Market Indicator Summary
The weakness we have seen in the market over the last two weeks has been sufficient enough to push the market into a short-term oversold condition. The percent of S&P 500 advancing issues and percent-up volume has reached two standard deviations below the mean as has the McClellan Oscillator, with the market typically rallying in subsequent days when this condition has been seen. Because sentiment has not reached an extreme (AAII survey in 4th panel below) I do not think this correction is over, but rather expect a short-term bounce early next week likely led by the financial sector (most oversold). With that said, any sustained rally attempt will likely prove fleeting until we see the bears come out of their caves and sentiment turn more bearish.
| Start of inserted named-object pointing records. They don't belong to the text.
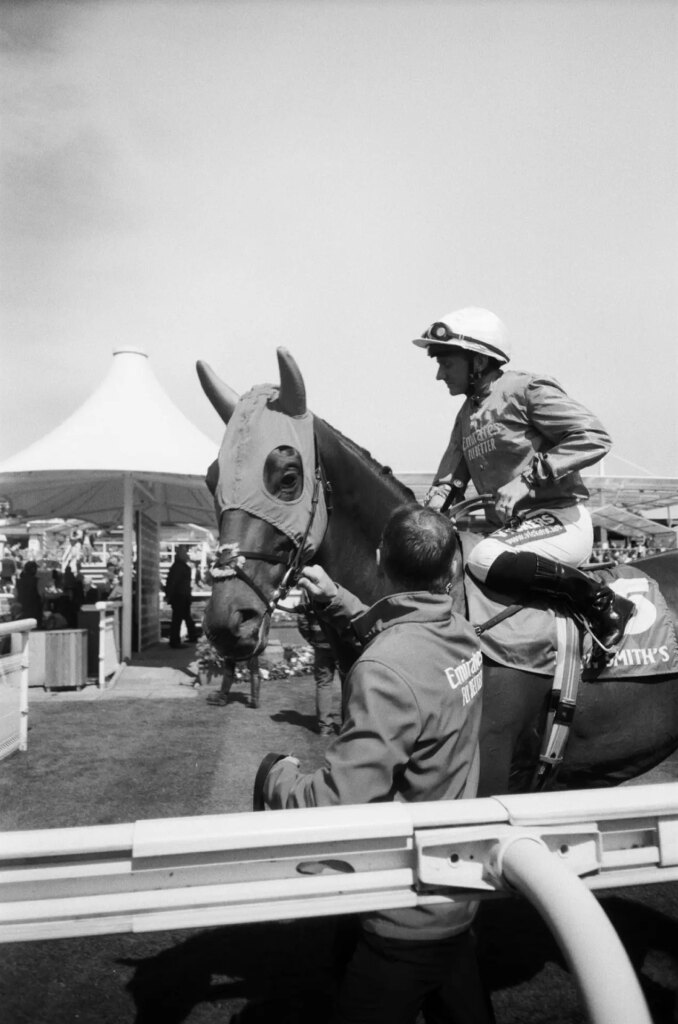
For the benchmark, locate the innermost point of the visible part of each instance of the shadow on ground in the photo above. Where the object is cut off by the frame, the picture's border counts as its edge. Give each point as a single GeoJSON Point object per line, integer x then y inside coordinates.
{"type": "Point", "coordinates": [285, 973]}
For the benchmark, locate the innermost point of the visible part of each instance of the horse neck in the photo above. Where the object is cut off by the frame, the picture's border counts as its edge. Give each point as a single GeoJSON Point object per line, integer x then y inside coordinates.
{"type": "Point", "coordinates": [364, 495]}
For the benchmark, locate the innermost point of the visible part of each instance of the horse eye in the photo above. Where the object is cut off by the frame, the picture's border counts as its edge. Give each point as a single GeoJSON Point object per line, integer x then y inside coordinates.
{"type": "Point", "coordinates": [283, 474]}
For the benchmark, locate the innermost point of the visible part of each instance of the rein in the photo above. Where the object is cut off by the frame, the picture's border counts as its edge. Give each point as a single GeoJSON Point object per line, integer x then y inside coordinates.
{"type": "Point", "coordinates": [230, 560]}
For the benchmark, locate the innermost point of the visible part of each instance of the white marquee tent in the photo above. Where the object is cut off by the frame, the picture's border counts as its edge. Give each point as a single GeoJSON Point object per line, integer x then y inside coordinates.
{"type": "Point", "coordinates": [126, 450]}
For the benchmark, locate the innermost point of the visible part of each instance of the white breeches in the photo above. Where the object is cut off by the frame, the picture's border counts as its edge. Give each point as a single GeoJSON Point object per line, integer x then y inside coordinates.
{"type": "Point", "coordinates": [563, 535]}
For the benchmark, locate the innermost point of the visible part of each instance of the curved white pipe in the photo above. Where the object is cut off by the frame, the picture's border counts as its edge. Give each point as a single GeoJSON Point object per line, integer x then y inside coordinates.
{"type": "Point", "coordinates": [605, 979]}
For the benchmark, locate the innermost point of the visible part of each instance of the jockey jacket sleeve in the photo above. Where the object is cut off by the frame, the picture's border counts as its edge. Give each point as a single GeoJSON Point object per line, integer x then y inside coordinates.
{"type": "Point", "coordinates": [577, 436]}
{"type": "Point", "coordinates": [364, 763]}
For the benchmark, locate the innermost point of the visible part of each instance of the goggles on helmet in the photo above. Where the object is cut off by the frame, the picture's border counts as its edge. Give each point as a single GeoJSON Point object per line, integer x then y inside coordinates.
{"type": "Point", "coordinates": [439, 335]}
{"type": "Point", "coordinates": [440, 332]}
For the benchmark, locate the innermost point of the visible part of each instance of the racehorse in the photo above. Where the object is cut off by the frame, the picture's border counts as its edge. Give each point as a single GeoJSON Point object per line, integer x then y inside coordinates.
{"type": "Point", "coordinates": [622, 727]}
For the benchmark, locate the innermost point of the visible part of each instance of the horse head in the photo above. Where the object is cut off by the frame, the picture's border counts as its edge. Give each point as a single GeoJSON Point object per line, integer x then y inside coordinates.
{"type": "Point", "coordinates": [269, 503]}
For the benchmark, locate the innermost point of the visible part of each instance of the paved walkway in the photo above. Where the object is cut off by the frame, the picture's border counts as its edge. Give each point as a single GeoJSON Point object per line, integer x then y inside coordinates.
{"type": "Point", "coordinates": [159, 673]}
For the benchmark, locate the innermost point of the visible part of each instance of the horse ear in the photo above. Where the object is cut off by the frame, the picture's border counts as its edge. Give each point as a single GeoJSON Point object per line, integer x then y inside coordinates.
{"type": "Point", "coordinates": [222, 397]}
{"type": "Point", "coordinates": [292, 397]}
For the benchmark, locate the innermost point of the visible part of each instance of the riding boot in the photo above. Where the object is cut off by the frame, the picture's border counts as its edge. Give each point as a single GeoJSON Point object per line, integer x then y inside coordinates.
{"type": "Point", "coordinates": [528, 574]}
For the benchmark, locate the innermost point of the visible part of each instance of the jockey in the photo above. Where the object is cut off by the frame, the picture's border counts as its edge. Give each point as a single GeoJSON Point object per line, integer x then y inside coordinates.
{"type": "Point", "coordinates": [521, 438]}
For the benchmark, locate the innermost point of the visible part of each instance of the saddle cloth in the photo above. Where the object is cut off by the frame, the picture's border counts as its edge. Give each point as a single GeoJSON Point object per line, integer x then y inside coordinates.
{"type": "Point", "coordinates": [527, 639]}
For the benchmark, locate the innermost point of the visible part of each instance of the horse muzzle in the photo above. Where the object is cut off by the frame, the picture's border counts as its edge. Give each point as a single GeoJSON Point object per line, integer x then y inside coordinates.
{"type": "Point", "coordinates": [236, 623]}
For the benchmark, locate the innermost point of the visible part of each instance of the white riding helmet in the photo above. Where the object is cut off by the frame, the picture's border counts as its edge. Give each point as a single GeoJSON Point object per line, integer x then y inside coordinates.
{"type": "Point", "coordinates": [472, 329]}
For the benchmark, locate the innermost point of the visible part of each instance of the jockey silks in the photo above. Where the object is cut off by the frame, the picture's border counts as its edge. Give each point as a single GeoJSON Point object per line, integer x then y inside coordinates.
{"type": "Point", "coordinates": [525, 423]}
{"type": "Point", "coordinates": [255, 428]}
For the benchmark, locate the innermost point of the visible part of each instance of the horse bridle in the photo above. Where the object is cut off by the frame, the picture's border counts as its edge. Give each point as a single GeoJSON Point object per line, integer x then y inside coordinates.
{"type": "Point", "coordinates": [230, 559]}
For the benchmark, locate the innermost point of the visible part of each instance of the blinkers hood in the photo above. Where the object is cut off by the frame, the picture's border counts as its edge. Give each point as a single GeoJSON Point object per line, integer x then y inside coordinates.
{"type": "Point", "coordinates": [257, 426]}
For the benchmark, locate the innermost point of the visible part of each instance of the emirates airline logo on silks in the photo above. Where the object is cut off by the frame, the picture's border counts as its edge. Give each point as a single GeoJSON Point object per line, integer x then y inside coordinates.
{"type": "Point", "coordinates": [468, 675]}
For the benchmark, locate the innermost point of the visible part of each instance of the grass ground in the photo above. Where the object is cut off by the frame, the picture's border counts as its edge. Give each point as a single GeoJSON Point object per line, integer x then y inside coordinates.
{"type": "Point", "coordinates": [118, 761]}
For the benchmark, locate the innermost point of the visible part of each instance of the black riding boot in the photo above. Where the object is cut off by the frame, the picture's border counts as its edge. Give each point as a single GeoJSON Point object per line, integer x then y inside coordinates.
{"type": "Point", "coordinates": [255, 684]}
{"type": "Point", "coordinates": [528, 574]}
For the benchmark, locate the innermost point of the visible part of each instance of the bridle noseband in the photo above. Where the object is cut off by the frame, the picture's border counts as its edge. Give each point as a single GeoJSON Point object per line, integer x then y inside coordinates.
{"type": "Point", "coordinates": [230, 560]}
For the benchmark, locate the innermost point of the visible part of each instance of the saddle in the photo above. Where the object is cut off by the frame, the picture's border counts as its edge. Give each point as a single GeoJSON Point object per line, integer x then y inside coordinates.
{"type": "Point", "coordinates": [528, 638]}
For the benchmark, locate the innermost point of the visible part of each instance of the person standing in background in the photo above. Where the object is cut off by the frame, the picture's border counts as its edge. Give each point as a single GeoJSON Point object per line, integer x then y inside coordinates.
{"type": "Point", "coordinates": [178, 594]}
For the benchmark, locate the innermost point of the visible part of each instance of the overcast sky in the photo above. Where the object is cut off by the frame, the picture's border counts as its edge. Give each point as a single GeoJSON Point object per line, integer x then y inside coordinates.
{"type": "Point", "coordinates": [213, 179]}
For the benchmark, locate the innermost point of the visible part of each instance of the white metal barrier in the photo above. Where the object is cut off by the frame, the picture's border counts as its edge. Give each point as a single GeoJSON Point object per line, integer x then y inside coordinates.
{"type": "Point", "coordinates": [14, 689]}
{"type": "Point", "coordinates": [221, 869]}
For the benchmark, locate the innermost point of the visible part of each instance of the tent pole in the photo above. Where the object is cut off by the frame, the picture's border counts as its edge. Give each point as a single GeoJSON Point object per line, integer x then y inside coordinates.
{"type": "Point", "coordinates": [128, 540]}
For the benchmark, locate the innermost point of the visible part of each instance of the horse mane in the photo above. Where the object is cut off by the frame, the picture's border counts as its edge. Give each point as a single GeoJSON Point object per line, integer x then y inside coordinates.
{"type": "Point", "coordinates": [398, 491]}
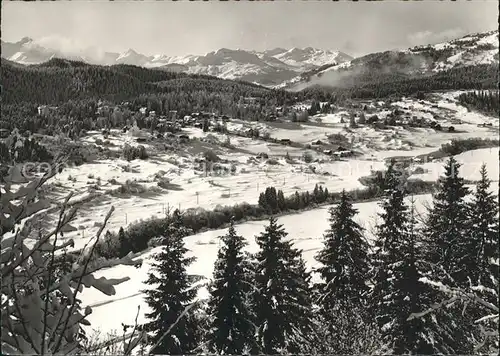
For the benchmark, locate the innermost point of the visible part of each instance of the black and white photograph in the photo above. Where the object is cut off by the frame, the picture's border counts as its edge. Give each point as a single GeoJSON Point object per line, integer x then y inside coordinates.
{"type": "Point", "coordinates": [249, 177]}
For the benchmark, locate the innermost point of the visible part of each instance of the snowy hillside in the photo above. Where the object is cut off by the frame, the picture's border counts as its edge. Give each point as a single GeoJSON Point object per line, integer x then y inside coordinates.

Other indicators of market sentiment also confirm we haven’t seen enough bearish sentiment associated with a bottom. We would need to see the put/call ratio jump north of 1.05 and the 24-day rate of change in the VIX index move north of 25%.
Summary
The weakness in the weekly MACD readings despite the market moving higher over the last few months suggested a market that was losing steam and in need of a pause. The market’s short and intermediate momentum have worsened but not enough to put a dent in the market’s long-term momentum or trend. Currently the market is short-term oversold and could rally early next week, but, given the lack of bearish sentiment, any rally attempt next week will likely fizzle out until sentiment reaches higher levels. As highlighted last week in “Possible Short-Term Top; No Bear Market on the Horizon”, even though we are in a correction I do not expect the market to be forming a major top as recession-risk still remains quite low along with the market’s long-term momentum and trend remaining strong.